There have also been instances of arrests on flimsy grounds of “waging war against the state.” The approach of picking up people for questioning, and holding them without framing charges and bringing cases for trial, is a major violation of human rights. Media and intellectuals have been highlighting these issues. Yet, the jails are full of inmates who have spent years there without being charged. With increasing security concerns, the public is merely told that a suspect has been picked up. Little is heard of the trial or conviction. That such laws are used to settle political scores, and that they invariably work against the interests of the poor, has been established again and again in specific instances.
Barely 6% of the cases on trial end in conviction, and the legal process is fraught with delays and loopholes. The state prosecutors are often no match for the strategies of defence lawyers. Contacts and patronage ensure that the richer you are, the less you need to worry about the law. In short, the public is clearly alienated from the State in the maintenance of law and order and views state agencies as an enemy and not as an ally. There is considerable evidence that this has led to the rise of local strongmen who administer peace in their domains. The larger manifestation is the Maoists—for where they operate, they are the law and not the State.
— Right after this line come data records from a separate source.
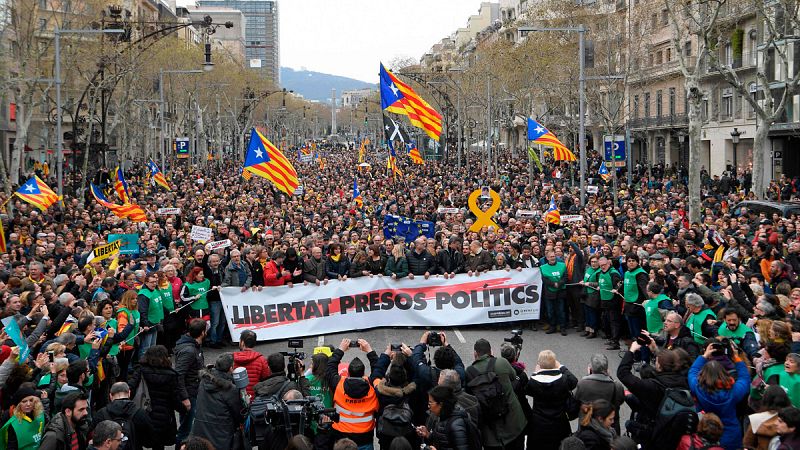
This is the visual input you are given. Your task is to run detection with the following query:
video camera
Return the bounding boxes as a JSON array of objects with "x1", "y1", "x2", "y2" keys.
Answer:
[
  {"x1": 249, "y1": 395, "x2": 339, "y2": 443},
  {"x1": 504, "y1": 329, "x2": 523, "y2": 359},
  {"x1": 281, "y1": 339, "x2": 306, "y2": 382},
  {"x1": 426, "y1": 331, "x2": 443, "y2": 347}
]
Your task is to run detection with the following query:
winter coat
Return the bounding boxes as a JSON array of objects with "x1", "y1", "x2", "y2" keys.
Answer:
[
  {"x1": 253, "y1": 372, "x2": 310, "y2": 398},
  {"x1": 324, "y1": 348, "x2": 380, "y2": 446},
  {"x1": 526, "y1": 366, "x2": 578, "y2": 450},
  {"x1": 38, "y1": 412, "x2": 88, "y2": 450},
  {"x1": 373, "y1": 378, "x2": 416, "y2": 416},
  {"x1": 190, "y1": 368, "x2": 245, "y2": 450},
  {"x1": 366, "y1": 256, "x2": 387, "y2": 275},
  {"x1": 688, "y1": 357, "x2": 750, "y2": 450},
  {"x1": 222, "y1": 260, "x2": 252, "y2": 287},
  {"x1": 466, "y1": 355, "x2": 527, "y2": 447},
  {"x1": 248, "y1": 259, "x2": 265, "y2": 287},
  {"x1": 326, "y1": 256, "x2": 351, "y2": 279},
  {"x1": 128, "y1": 364, "x2": 182, "y2": 444},
  {"x1": 465, "y1": 250, "x2": 493, "y2": 272},
  {"x1": 233, "y1": 350, "x2": 271, "y2": 397},
  {"x1": 676, "y1": 434, "x2": 724, "y2": 450},
  {"x1": 744, "y1": 411, "x2": 781, "y2": 450},
  {"x1": 173, "y1": 335, "x2": 204, "y2": 400},
  {"x1": 425, "y1": 408, "x2": 472, "y2": 450},
  {"x1": 302, "y1": 257, "x2": 327, "y2": 283},
  {"x1": 263, "y1": 260, "x2": 291, "y2": 286},
  {"x1": 407, "y1": 249, "x2": 435, "y2": 276},
  {"x1": 575, "y1": 420, "x2": 615, "y2": 450},
  {"x1": 617, "y1": 350, "x2": 689, "y2": 420},
  {"x1": 349, "y1": 259, "x2": 370, "y2": 278},
  {"x1": 385, "y1": 256, "x2": 409, "y2": 278},
  {"x1": 575, "y1": 373, "x2": 625, "y2": 433},
  {"x1": 438, "y1": 248, "x2": 465, "y2": 275},
  {"x1": 93, "y1": 399, "x2": 154, "y2": 450}
]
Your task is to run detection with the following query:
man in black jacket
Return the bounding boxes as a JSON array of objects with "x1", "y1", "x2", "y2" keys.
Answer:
[
  {"x1": 406, "y1": 237, "x2": 435, "y2": 279},
  {"x1": 92, "y1": 382, "x2": 154, "y2": 450},
  {"x1": 174, "y1": 318, "x2": 206, "y2": 445},
  {"x1": 39, "y1": 392, "x2": 90, "y2": 450},
  {"x1": 648, "y1": 311, "x2": 700, "y2": 360},
  {"x1": 438, "y1": 238, "x2": 465, "y2": 278},
  {"x1": 253, "y1": 352, "x2": 311, "y2": 398}
]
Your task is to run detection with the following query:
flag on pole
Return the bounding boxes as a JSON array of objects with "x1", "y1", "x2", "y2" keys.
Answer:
[
  {"x1": 379, "y1": 63, "x2": 442, "y2": 141},
  {"x1": 90, "y1": 183, "x2": 148, "y2": 222},
  {"x1": 599, "y1": 163, "x2": 611, "y2": 182},
  {"x1": 544, "y1": 196, "x2": 561, "y2": 225},
  {"x1": 407, "y1": 142, "x2": 424, "y2": 165},
  {"x1": 353, "y1": 178, "x2": 363, "y2": 209},
  {"x1": 358, "y1": 140, "x2": 366, "y2": 163},
  {"x1": 387, "y1": 146, "x2": 403, "y2": 179},
  {"x1": 15, "y1": 176, "x2": 59, "y2": 211},
  {"x1": 527, "y1": 118, "x2": 577, "y2": 162},
  {"x1": 241, "y1": 168, "x2": 252, "y2": 180},
  {"x1": 527, "y1": 147, "x2": 543, "y2": 172},
  {"x1": 147, "y1": 160, "x2": 171, "y2": 191},
  {"x1": 244, "y1": 128, "x2": 300, "y2": 196},
  {"x1": 113, "y1": 166, "x2": 130, "y2": 203}
]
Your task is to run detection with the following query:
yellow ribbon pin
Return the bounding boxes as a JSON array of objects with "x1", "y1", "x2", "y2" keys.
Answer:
[{"x1": 468, "y1": 188, "x2": 501, "y2": 232}]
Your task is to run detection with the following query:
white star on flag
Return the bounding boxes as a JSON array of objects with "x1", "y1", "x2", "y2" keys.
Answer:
[
  {"x1": 389, "y1": 83, "x2": 399, "y2": 97},
  {"x1": 254, "y1": 148, "x2": 264, "y2": 159},
  {"x1": 24, "y1": 183, "x2": 34, "y2": 192},
  {"x1": 534, "y1": 126, "x2": 545, "y2": 134}
]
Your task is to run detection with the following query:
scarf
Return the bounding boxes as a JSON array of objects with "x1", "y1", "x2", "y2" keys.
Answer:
[{"x1": 331, "y1": 254, "x2": 341, "y2": 262}]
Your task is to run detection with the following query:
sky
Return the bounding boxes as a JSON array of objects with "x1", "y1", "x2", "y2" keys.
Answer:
[{"x1": 177, "y1": 0, "x2": 487, "y2": 82}]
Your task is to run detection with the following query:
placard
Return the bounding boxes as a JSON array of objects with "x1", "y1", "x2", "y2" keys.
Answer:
[
  {"x1": 561, "y1": 215, "x2": 584, "y2": 223},
  {"x1": 437, "y1": 207, "x2": 460, "y2": 214},
  {"x1": 516, "y1": 210, "x2": 538, "y2": 218},
  {"x1": 190, "y1": 225, "x2": 213, "y2": 243},
  {"x1": 157, "y1": 207, "x2": 181, "y2": 215},
  {"x1": 108, "y1": 234, "x2": 139, "y2": 255},
  {"x1": 207, "y1": 239, "x2": 232, "y2": 251},
  {"x1": 587, "y1": 186, "x2": 599, "y2": 194}
]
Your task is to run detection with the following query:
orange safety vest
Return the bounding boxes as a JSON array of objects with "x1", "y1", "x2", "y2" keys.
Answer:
[{"x1": 332, "y1": 376, "x2": 379, "y2": 434}]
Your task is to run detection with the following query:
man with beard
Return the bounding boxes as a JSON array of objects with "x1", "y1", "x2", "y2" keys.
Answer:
[{"x1": 40, "y1": 392, "x2": 91, "y2": 450}]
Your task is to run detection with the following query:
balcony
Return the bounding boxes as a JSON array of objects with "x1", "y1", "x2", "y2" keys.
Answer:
[
  {"x1": 628, "y1": 114, "x2": 689, "y2": 129},
  {"x1": 629, "y1": 59, "x2": 690, "y2": 83}
]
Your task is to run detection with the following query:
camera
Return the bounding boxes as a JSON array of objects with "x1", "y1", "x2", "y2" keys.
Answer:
[
  {"x1": 635, "y1": 333, "x2": 652, "y2": 347},
  {"x1": 426, "y1": 331, "x2": 443, "y2": 347},
  {"x1": 249, "y1": 395, "x2": 339, "y2": 444},
  {"x1": 504, "y1": 329, "x2": 523, "y2": 346},
  {"x1": 280, "y1": 340, "x2": 305, "y2": 382},
  {"x1": 391, "y1": 343, "x2": 402, "y2": 351},
  {"x1": 710, "y1": 338, "x2": 731, "y2": 357},
  {"x1": 349, "y1": 339, "x2": 361, "y2": 348}
]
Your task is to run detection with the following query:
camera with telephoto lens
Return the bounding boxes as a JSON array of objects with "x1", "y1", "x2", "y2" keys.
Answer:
[
  {"x1": 710, "y1": 338, "x2": 731, "y2": 357},
  {"x1": 281, "y1": 339, "x2": 305, "y2": 382},
  {"x1": 426, "y1": 331, "x2": 443, "y2": 347},
  {"x1": 249, "y1": 395, "x2": 339, "y2": 444},
  {"x1": 504, "y1": 329, "x2": 524, "y2": 359}
]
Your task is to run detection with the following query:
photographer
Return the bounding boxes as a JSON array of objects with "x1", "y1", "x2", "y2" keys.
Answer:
[
  {"x1": 326, "y1": 339, "x2": 380, "y2": 450},
  {"x1": 253, "y1": 353, "x2": 311, "y2": 400},
  {"x1": 411, "y1": 331, "x2": 465, "y2": 393},
  {"x1": 371, "y1": 346, "x2": 418, "y2": 449},
  {"x1": 190, "y1": 353, "x2": 245, "y2": 450}
]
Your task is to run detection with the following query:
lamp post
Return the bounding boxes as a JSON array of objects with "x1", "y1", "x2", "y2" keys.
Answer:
[
  {"x1": 730, "y1": 127, "x2": 741, "y2": 174},
  {"x1": 55, "y1": 27, "x2": 123, "y2": 200},
  {"x1": 677, "y1": 131, "x2": 685, "y2": 174},
  {"x1": 519, "y1": 25, "x2": 586, "y2": 205}
]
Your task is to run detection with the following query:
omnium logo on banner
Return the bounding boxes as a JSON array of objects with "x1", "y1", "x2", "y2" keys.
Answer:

State agencies, on the other hand, plead institutional helplessness. The law breakers are often better armed and trained; they have political access and support, and the legal system causes innumerable hurdles to speedy conclusion of trials. Most importantly, the law enforcement agencies no longer command the respect and affection of the people and, therefore, are no longer privy to information or intelligence, and are hence unable to come to grips with crime or terrorism. The only way they can enforce obedience is through State terror—picking up suspects, holding them under draconian laws, lumping the innocent and the guilty together, and ensuring that things do not get out of hand. Little do they realize that this alienates the public even further.
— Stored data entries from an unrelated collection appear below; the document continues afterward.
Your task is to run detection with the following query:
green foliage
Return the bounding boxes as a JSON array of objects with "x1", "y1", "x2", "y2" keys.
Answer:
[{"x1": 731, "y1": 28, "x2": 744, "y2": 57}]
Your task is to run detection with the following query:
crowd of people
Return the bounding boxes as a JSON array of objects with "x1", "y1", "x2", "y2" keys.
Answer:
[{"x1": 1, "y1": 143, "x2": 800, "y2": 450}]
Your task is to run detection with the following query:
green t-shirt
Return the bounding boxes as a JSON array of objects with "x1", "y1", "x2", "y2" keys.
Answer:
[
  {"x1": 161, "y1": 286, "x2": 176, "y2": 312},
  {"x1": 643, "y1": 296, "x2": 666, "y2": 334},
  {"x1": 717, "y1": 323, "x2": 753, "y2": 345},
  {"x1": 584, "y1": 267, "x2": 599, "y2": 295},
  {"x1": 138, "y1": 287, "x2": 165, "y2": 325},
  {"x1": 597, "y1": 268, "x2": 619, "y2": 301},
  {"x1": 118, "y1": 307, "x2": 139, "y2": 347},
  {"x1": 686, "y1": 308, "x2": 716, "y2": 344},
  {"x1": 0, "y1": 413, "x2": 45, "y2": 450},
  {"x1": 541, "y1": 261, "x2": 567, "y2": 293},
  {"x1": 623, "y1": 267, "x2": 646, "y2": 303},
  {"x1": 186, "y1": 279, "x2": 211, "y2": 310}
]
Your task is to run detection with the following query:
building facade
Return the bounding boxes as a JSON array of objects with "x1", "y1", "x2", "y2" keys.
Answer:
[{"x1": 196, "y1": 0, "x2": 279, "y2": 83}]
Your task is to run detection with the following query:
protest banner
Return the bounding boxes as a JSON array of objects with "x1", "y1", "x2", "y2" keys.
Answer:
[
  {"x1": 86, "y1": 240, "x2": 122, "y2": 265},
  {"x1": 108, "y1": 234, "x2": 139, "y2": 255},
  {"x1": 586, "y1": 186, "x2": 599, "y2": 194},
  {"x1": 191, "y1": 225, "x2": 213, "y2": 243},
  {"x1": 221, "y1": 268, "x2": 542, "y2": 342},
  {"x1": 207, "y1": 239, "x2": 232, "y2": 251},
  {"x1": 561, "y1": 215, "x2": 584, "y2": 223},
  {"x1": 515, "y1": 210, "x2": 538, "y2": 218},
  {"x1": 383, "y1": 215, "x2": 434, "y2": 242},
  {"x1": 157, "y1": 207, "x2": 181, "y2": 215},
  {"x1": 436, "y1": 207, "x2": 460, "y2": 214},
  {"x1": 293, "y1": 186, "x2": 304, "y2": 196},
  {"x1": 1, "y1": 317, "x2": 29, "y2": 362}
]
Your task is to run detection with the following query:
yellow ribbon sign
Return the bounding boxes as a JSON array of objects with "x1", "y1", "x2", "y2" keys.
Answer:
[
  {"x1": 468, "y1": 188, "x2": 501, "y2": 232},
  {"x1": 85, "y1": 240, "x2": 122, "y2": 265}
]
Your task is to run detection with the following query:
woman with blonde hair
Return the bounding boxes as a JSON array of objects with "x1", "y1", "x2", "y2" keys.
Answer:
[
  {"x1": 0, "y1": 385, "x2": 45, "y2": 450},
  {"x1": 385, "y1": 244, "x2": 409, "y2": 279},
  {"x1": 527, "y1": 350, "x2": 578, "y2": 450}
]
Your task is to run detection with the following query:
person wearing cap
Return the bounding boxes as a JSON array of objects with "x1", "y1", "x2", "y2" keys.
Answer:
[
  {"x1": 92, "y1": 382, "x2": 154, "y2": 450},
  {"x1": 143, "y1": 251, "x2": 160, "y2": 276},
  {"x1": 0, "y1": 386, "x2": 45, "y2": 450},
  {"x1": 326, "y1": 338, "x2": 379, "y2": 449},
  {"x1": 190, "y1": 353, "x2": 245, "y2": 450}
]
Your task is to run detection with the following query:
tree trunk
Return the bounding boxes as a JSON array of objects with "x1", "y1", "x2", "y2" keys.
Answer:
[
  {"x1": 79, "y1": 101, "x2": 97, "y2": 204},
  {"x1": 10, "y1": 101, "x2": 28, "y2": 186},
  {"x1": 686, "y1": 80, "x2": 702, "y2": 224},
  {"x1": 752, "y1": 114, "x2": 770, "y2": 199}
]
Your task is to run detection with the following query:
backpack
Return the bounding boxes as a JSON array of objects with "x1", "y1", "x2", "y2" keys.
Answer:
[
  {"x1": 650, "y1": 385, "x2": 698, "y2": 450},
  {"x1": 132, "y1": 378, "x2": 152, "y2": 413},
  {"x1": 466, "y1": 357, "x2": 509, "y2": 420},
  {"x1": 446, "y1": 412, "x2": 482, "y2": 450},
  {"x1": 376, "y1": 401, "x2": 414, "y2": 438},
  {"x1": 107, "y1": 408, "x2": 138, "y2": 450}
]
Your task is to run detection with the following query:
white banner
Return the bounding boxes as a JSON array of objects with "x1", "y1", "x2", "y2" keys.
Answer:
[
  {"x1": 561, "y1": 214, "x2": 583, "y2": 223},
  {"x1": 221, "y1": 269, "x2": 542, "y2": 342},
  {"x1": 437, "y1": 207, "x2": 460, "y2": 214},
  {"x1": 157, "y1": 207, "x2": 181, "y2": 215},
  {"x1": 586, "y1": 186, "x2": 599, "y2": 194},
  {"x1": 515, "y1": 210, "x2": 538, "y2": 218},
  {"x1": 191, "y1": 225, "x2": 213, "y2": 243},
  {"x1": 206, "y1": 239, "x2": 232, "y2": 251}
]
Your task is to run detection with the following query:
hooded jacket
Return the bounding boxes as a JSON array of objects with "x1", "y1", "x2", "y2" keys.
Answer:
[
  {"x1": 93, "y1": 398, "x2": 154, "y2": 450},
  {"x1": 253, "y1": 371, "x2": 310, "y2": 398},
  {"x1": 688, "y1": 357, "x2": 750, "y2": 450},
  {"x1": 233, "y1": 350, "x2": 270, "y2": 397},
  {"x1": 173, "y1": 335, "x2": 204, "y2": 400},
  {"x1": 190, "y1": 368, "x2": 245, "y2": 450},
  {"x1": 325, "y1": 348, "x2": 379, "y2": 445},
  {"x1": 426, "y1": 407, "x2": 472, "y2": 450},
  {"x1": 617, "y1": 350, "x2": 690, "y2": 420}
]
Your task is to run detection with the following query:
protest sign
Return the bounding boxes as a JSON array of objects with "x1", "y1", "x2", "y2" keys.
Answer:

Why have we come to this? About 30 years ago, as collector in a crime- prone district, I used to get information about every crime committed the same day and the name of the perpetrator within 48 hours. It was not an intelligence system that was operating —just a fair administrative system that ensured grievances were listened to, and that in return, the villages cooperated and felt that they were part of the State.
In one major incident where scores died in an inter-faction rivalry, I heard of it just before the incident and rushed to the spot, but reached too late to prevent it. Both sides assured me later that honour required that carnage, and that I could not have prevented it, and they were willing and ready to face the law and the consequences. The lesson was that the State was their friend and ally.
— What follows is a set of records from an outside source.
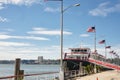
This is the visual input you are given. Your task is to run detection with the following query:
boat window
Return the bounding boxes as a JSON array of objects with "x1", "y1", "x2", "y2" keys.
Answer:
[
  {"x1": 75, "y1": 49, "x2": 78, "y2": 52},
  {"x1": 72, "y1": 49, "x2": 76, "y2": 52},
  {"x1": 71, "y1": 49, "x2": 90, "y2": 53},
  {"x1": 71, "y1": 49, "x2": 74, "y2": 52},
  {"x1": 84, "y1": 49, "x2": 87, "y2": 52},
  {"x1": 80, "y1": 50, "x2": 83, "y2": 52},
  {"x1": 75, "y1": 50, "x2": 77, "y2": 52}
]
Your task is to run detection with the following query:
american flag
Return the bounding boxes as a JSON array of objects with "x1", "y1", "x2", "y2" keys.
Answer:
[
  {"x1": 109, "y1": 50, "x2": 114, "y2": 53},
  {"x1": 105, "y1": 46, "x2": 111, "y2": 49},
  {"x1": 99, "y1": 40, "x2": 105, "y2": 44},
  {"x1": 87, "y1": 27, "x2": 95, "y2": 32},
  {"x1": 115, "y1": 54, "x2": 119, "y2": 58}
]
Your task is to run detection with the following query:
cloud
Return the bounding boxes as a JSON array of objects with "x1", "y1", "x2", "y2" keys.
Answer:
[
  {"x1": 0, "y1": 41, "x2": 31, "y2": 47},
  {"x1": 80, "y1": 34, "x2": 90, "y2": 37},
  {"x1": 89, "y1": 2, "x2": 120, "y2": 16},
  {"x1": 3, "y1": 28, "x2": 14, "y2": 32},
  {"x1": 0, "y1": 16, "x2": 8, "y2": 22},
  {"x1": 0, "y1": 45, "x2": 61, "y2": 60},
  {"x1": 0, "y1": 3, "x2": 5, "y2": 10},
  {"x1": 0, "y1": 0, "x2": 41, "y2": 5},
  {"x1": 28, "y1": 27, "x2": 72, "y2": 35},
  {"x1": 14, "y1": 0, "x2": 41, "y2": 5},
  {"x1": 0, "y1": 0, "x2": 41, "y2": 10},
  {"x1": 0, "y1": 34, "x2": 49, "y2": 40},
  {"x1": 0, "y1": 32, "x2": 8, "y2": 35},
  {"x1": 44, "y1": 7, "x2": 59, "y2": 12},
  {"x1": 24, "y1": 36, "x2": 49, "y2": 40}
]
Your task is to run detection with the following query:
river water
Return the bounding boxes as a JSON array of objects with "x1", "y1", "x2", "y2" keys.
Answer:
[{"x1": 0, "y1": 64, "x2": 60, "y2": 79}]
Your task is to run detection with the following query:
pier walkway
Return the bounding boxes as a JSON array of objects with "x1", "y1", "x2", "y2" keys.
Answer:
[{"x1": 76, "y1": 70, "x2": 120, "y2": 80}]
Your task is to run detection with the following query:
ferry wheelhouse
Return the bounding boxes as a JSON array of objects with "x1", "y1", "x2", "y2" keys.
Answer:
[{"x1": 64, "y1": 48, "x2": 91, "y2": 60}]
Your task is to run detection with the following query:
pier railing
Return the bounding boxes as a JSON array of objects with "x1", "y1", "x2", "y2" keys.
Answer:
[
  {"x1": 0, "y1": 71, "x2": 59, "y2": 80},
  {"x1": 88, "y1": 57, "x2": 120, "y2": 71}
]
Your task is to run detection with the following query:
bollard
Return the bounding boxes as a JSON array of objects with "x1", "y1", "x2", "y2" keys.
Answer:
[
  {"x1": 19, "y1": 70, "x2": 24, "y2": 80},
  {"x1": 14, "y1": 58, "x2": 24, "y2": 80},
  {"x1": 14, "y1": 58, "x2": 21, "y2": 80}
]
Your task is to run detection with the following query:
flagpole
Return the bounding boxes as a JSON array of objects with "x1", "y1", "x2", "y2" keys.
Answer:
[
  {"x1": 105, "y1": 41, "x2": 107, "y2": 61},
  {"x1": 94, "y1": 26, "x2": 97, "y2": 73},
  {"x1": 111, "y1": 50, "x2": 112, "y2": 63},
  {"x1": 94, "y1": 26, "x2": 96, "y2": 53},
  {"x1": 59, "y1": 0, "x2": 64, "y2": 80},
  {"x1": 110, "y1": 49, "x2": 112, "y2": 62},
  {"x1": 60, "y1": 0, "x2": 63, "y2": 70},
  {"x1": 87, "y1": 26, "x2": 97, "y2": 73}
]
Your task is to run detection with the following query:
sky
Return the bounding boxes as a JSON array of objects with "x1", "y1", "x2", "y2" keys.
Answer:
[{"x1": 0, "y1": 0, "x2": 120, "y2": 60}]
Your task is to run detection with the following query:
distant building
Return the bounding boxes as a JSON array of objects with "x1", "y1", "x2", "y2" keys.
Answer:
[{"x1": 38, "y1": 56, "x2": 43, "y2": 64}]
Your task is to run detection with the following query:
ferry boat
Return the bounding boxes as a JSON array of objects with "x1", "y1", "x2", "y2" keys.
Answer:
[{"x1": 62, "y1": 47, "x2": 113, "y2": 80}]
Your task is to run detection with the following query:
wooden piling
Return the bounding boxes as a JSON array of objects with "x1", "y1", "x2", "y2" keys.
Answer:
[
  {"x1": 14, "y1": 58, "x2": 24, "y2": 80},
  {"x1": 14, "y1": 58, "x2": 21, "y2": 80},
  {"x1": 19, "y1": 70, "x2": 24, "y2": 80}
]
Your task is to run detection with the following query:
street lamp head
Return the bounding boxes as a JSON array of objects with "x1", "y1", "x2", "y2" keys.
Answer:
[
  {"x1": 63, "y1": 3, "x2": 80, "y2": 12},
  {"x1": 74, "y1": 4, "x2": 80, "y2": 7}
]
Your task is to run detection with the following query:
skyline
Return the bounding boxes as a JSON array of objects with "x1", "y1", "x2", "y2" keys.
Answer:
[{"x1": 0, "y1": 0, "x2": 120, "y2": 60}]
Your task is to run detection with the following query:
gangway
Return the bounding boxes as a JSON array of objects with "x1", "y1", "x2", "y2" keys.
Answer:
[{"x1": 88, "y1": 58, "x2": 120, "y2": 71}]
The speedy detection of the perpetrators of the London bombings and subsequent terrorist incidents was in no small measure due to the support and cooperation that the police got from the public. The State reciprocated by bringing the guilty to trial quickly. There were no attempts to delay justice. A crime against the State was a crime against every citizen, and all helped in bringing the guilty to book.
We have to compare the record of detection of the half-dozen terrorist- organized explosions here in the last two years. There has been little information forthcoming to the police.
The State and its institutions are in decay, notwithstanding the high Sensex and the mighty conclaves of the government and the rich. And it is in decay because the institutions that deal with the public have become exploitative and whimsical—seeking to deal with dissidence with a heavy hand, and meting out unfair laws to a mute populace. In several states, there is an uneasy calm—the disaffection is manifest at elections. Having dealt intimately with rural populations for more than 15 years of my career, I am not sure how long the tolerance of state-sponsored high-handedness will last.